Topped my front squat out at 285 . . .then tweaked my back racking the weights. I think the progression was:

135(3), 185(3), 225(1), 245(1), 265(1), 285(1)

Then I went home. Had a little bit left but I didn’t want to risk my back. This has been a good plan for me so I didn’t mind leaving a rep or two in the tank.

Got a vacation coming up so I’ll be back in a week or so with a brand new plan.

Spent last week camping, hiking, and . . . sleeping on the ground.

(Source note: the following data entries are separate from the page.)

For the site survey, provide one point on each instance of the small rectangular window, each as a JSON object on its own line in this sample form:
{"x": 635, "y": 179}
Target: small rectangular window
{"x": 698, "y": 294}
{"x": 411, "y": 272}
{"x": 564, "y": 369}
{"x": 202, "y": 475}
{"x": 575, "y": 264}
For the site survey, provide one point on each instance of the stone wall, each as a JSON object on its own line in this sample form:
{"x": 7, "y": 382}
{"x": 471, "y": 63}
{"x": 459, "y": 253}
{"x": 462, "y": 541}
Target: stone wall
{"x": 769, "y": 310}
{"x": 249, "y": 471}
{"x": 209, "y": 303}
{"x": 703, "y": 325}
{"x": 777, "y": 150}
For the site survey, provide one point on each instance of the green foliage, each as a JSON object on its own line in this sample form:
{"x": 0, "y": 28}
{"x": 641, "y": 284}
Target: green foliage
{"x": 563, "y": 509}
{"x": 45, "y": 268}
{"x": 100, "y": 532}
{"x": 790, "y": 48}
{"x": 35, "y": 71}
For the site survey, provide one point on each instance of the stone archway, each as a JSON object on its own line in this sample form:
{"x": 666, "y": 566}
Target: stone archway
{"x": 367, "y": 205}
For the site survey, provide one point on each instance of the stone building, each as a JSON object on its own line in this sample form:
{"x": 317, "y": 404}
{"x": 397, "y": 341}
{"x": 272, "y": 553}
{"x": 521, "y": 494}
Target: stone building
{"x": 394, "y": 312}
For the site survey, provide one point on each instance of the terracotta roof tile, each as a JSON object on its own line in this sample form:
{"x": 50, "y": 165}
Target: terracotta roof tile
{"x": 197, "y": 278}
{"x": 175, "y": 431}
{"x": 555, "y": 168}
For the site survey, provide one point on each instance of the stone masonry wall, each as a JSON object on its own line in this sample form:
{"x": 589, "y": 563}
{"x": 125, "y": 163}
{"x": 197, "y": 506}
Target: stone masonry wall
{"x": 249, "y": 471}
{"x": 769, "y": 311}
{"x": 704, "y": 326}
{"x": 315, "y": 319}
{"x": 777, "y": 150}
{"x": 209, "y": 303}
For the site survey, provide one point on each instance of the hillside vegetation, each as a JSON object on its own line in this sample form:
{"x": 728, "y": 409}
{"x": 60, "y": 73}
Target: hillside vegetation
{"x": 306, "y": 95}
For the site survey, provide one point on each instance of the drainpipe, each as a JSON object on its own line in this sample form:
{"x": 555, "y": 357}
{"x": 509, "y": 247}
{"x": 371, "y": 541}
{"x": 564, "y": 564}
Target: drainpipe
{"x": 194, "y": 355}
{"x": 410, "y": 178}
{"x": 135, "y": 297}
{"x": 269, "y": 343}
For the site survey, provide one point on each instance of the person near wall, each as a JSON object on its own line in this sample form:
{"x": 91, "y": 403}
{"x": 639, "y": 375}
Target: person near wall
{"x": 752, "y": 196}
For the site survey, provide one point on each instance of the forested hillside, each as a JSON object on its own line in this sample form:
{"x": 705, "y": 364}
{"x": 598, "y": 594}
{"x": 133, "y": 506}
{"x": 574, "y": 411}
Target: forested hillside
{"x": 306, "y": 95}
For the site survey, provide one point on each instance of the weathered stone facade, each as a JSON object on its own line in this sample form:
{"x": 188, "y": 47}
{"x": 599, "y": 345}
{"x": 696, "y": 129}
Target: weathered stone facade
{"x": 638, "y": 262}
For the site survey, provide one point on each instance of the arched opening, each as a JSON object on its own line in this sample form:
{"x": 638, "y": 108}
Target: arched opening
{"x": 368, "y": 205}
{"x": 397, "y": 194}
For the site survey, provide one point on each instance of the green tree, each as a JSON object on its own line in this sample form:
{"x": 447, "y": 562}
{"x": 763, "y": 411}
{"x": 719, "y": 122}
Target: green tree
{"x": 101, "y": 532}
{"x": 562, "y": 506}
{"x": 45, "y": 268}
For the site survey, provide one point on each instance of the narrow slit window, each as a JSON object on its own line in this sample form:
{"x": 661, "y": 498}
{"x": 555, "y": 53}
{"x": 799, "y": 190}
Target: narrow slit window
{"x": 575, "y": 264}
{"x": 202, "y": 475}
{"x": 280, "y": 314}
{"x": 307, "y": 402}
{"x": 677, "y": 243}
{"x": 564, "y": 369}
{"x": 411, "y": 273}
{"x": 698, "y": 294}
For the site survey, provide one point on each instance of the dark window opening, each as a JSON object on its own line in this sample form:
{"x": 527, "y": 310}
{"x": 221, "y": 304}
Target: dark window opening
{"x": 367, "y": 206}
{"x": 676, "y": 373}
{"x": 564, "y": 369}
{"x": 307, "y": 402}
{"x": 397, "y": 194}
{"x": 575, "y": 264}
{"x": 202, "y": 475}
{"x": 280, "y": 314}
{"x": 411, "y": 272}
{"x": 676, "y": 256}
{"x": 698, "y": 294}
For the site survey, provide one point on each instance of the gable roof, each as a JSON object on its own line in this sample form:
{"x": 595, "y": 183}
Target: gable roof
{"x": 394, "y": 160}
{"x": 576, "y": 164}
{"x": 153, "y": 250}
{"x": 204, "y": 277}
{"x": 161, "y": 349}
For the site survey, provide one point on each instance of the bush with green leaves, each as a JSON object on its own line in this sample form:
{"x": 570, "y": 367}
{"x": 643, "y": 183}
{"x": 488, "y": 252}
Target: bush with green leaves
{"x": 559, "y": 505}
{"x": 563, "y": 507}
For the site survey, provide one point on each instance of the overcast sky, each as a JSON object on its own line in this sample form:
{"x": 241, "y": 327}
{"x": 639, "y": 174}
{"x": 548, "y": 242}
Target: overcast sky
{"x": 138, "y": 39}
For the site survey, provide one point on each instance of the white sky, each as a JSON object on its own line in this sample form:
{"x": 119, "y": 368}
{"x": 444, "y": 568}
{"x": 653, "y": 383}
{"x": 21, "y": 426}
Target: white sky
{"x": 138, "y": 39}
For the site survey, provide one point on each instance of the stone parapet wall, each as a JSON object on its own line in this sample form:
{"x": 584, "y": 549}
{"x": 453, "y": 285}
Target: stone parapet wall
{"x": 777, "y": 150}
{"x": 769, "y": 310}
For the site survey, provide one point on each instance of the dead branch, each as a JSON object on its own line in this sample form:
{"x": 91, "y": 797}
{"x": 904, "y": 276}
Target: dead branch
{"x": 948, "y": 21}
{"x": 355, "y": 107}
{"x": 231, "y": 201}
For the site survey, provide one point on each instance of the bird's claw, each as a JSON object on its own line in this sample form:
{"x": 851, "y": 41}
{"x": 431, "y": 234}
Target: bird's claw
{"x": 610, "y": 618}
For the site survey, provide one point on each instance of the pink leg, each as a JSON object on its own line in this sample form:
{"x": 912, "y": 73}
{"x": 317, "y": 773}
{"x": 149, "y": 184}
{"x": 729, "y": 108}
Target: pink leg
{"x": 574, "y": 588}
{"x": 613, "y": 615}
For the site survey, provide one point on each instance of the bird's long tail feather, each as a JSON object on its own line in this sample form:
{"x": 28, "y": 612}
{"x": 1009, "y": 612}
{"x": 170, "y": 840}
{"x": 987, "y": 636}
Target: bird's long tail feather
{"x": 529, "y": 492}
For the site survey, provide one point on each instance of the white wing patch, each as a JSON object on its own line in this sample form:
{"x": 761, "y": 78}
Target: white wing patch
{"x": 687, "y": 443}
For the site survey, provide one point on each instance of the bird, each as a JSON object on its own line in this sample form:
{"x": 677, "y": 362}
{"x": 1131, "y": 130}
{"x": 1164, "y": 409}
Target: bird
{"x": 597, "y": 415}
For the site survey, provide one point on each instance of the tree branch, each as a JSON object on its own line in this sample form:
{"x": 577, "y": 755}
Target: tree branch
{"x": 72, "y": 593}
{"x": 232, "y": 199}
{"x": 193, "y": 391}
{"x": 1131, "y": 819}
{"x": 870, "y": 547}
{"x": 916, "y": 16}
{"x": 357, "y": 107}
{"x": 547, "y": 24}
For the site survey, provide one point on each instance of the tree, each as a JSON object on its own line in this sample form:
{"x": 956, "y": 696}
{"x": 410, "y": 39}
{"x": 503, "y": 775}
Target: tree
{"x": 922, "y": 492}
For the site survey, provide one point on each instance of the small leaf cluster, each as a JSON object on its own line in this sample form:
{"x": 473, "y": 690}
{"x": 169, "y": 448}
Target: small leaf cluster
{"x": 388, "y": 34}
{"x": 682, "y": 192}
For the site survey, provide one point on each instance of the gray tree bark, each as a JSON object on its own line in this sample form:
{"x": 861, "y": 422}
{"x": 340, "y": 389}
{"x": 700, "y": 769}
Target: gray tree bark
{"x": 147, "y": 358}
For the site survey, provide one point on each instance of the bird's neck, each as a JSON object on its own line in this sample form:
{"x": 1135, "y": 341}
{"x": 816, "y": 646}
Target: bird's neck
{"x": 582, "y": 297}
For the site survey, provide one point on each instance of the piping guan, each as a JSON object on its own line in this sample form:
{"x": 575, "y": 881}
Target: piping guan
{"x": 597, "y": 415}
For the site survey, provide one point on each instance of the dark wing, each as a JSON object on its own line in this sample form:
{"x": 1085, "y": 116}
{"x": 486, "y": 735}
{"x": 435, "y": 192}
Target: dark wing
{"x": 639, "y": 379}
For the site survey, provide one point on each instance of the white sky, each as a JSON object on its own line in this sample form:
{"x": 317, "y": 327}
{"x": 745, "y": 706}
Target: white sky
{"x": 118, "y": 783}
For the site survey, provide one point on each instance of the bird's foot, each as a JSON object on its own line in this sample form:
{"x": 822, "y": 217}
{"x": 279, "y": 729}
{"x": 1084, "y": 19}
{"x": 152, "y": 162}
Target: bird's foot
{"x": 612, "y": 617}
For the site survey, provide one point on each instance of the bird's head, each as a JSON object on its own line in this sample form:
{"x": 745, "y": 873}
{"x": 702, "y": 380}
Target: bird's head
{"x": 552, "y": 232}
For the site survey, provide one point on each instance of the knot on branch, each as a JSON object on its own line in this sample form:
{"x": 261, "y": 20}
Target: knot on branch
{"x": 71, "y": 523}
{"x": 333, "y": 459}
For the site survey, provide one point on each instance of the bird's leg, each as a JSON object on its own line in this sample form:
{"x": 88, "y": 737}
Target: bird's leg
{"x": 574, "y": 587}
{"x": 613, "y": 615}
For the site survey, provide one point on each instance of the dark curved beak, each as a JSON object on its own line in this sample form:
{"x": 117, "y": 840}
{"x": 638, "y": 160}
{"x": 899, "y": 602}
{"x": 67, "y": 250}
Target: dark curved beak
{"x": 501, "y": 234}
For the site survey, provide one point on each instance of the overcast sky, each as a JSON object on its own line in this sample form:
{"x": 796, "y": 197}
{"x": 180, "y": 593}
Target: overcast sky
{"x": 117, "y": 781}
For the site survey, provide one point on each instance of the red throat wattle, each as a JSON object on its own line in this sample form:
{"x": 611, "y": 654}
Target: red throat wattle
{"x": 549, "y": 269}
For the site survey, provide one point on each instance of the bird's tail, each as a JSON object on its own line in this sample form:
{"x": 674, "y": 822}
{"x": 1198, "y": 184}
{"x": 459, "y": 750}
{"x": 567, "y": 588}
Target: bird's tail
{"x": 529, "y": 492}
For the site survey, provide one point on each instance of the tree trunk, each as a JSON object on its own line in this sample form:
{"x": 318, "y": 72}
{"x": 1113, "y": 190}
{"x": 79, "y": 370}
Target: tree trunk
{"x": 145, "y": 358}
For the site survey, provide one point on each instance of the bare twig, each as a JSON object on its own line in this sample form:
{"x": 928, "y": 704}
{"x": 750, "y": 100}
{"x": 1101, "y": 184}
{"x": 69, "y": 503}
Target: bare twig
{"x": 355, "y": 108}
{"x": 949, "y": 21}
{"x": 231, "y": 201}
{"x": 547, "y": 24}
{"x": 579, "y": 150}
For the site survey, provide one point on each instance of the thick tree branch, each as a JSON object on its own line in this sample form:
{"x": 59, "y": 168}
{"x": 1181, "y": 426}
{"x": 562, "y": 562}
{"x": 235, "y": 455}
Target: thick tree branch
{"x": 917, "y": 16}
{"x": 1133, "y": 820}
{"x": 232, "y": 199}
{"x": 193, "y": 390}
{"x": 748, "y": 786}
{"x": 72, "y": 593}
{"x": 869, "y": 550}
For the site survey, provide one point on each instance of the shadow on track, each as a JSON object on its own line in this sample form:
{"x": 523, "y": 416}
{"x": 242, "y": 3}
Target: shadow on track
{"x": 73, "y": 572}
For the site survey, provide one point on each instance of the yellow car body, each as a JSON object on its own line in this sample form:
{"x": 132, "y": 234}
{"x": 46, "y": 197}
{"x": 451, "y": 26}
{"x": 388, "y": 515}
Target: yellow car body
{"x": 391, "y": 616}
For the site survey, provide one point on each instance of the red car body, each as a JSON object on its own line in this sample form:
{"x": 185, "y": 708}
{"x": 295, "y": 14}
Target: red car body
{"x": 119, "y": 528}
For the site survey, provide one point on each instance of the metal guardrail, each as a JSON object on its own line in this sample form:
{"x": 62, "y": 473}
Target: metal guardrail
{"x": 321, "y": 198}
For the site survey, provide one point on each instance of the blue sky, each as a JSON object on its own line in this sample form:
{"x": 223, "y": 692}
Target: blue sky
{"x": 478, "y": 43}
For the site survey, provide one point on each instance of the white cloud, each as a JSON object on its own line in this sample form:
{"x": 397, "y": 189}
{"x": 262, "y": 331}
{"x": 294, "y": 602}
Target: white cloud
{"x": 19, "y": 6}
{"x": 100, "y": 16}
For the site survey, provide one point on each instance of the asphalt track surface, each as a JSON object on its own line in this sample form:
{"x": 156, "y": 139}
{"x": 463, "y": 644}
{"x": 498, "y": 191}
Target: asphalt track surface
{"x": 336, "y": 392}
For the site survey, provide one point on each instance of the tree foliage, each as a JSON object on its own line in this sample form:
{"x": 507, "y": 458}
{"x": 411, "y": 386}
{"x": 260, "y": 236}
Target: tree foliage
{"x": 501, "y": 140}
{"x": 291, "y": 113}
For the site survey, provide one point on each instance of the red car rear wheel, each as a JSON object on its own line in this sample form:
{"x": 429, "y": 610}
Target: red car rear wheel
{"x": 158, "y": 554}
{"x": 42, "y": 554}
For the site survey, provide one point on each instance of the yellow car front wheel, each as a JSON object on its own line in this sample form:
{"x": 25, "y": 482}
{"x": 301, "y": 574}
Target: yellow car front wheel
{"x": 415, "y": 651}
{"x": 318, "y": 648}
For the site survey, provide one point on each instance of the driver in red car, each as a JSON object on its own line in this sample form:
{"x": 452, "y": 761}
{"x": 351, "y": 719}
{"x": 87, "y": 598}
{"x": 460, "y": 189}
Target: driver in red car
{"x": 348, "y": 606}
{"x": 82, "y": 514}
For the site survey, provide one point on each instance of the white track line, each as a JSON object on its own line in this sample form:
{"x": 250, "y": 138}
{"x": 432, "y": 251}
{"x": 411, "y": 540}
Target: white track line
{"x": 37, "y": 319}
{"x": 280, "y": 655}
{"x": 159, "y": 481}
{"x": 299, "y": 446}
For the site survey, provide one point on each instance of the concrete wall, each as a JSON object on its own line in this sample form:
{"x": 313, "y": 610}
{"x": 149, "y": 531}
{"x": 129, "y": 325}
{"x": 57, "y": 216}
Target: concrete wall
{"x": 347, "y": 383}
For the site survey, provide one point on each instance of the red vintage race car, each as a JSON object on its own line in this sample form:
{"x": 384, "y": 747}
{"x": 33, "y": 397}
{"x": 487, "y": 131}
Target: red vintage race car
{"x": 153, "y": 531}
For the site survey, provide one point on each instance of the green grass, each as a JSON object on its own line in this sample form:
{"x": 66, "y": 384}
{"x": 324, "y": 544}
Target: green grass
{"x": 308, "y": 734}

Trying to slot back into work and pick up a training rhythm. I need a couple more mobility days before I think of going heavier.

Aiming to start a Bill Starr variation once I can touch my toes again, hopefully this weekend.

Spent the last month trying to get traction on a new program, but nothing seemed to click. Nothing specific but I just felt wrung out and tired the whole time. With everything else I’m up to (and my inexperience lifting), squatting and deadlifting on the same day took too long to recover from. Feel like I’ve given it enough of a shot to justify moving on.

Back on an 8x3 and feeling a lot better. Its crazy how much my sleep quality improved this week.

Mon 7/11

Mobility Warm Up

Deads 8x3 @ 135,185,245,265(5)

5x
Standing Mil DB Press 10@45
DB Curls 10@40

Pallof Press/shoulder stuff

Farmer walks@ 90 a couple loops around the gym

Wed
BB complex Warm Up

Front Squat 8x3 @ 135,185(3),205(4)

5x
DB Row 10@55
Incline Press 10@55

3x10 Roll Outs / Upper back stuff

Farmer Walks @ 90 a couple times around the gym

Friday 7/15

Mobility Warm Up

Deads 8x3 @

135
185
235
285
285
285
305
305

Mil Press 8x3 @135

Waiter Carries @75 couple times round the gym

Shoulder Work

7/18
BB Warm Up

Front Squats 8x3 @
135
185
185
205
205
205
225
225

Weighted Push Ups 3x12 @ 25 ← might be the first time in years that I did a press without compromising my shoulder . . .

Cable Row 8x3 @ 165

Ab RollOuts 3x10

Got a chance to workout at the local university gym yesterday. It was brotastic!

BB Complex Warm Up

Deads - 8x3 @
135
225
225
275
295
315
315
315

DB MP - 3x10 @ 50

Ab wheel roll outs 3x10

Farmers Carries @ 75 a couple times around the gym.

BB warmup x 6

Front squats 8x3 @
135
185
205
225
225
225
225

Weighted push ups 3x12 @ 25

Db rows 3x12 @ 65

Shoulder stuff

This was a grinder of a workout.
Don’t know if the heat helped or hurt.
Weighed 165 post workout.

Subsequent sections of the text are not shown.